Baldo rice features a translucent grain and is a ‘young’ variety, first marketed in 1977. Now it is coveted by great chefs to prepare salads and traditional risottos from Piedmont.
Roma rice has a semi-tapered shape, but the grain has a pearly finish and quicker cooking times. It is a historic rice cultivar with an excellent uptake of condiments. Ideal for flans and timbales.
Vialone Nano rice
Vialone Nano rice features a rounder and pearlier grain; that’s why it is classified as common rice grain. Vialone Nano is cultivated in the region Veneto and the Vialone Nano Veronese has obtained the PGI denomination.
These rice grains have a pearly finish, are rather squat and perfectly absorb condiments. It is an historic Italian rice cultivar with excellent cooking properties, and it’s used in many Venetian traditional recipes.
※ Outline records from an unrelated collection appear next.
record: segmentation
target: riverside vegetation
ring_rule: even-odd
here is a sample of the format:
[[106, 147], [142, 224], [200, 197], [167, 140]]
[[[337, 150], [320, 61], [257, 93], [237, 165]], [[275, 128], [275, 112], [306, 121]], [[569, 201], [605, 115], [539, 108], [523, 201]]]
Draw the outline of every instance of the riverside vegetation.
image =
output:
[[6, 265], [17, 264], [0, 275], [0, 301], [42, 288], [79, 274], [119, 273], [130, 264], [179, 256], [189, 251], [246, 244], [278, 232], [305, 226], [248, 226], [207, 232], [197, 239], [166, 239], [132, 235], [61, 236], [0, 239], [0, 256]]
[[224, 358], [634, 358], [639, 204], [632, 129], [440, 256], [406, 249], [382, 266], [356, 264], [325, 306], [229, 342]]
My grandmother used to say that this is the perfect rice to make Tuscan rice pudding. I don’t know whether there is scientific evidence backing this statement, but I can say that it really does taste amazing. Sant’Andrea is a long-grain rice type A with pearly and tapered grains. It is a Piedmont rice cultivar, to which PDO Baraggia Biellese and Vercellese cultivars belong.
The recipe of Panissa Vercellese is deeply tied to the Sant’Andrea rice. Perhaps because the name of this rice is an homage to the Vercelli cathedral and it is a traditional dish of this plain; all we know is that the flavour combination with sausages and beans is just out of this world!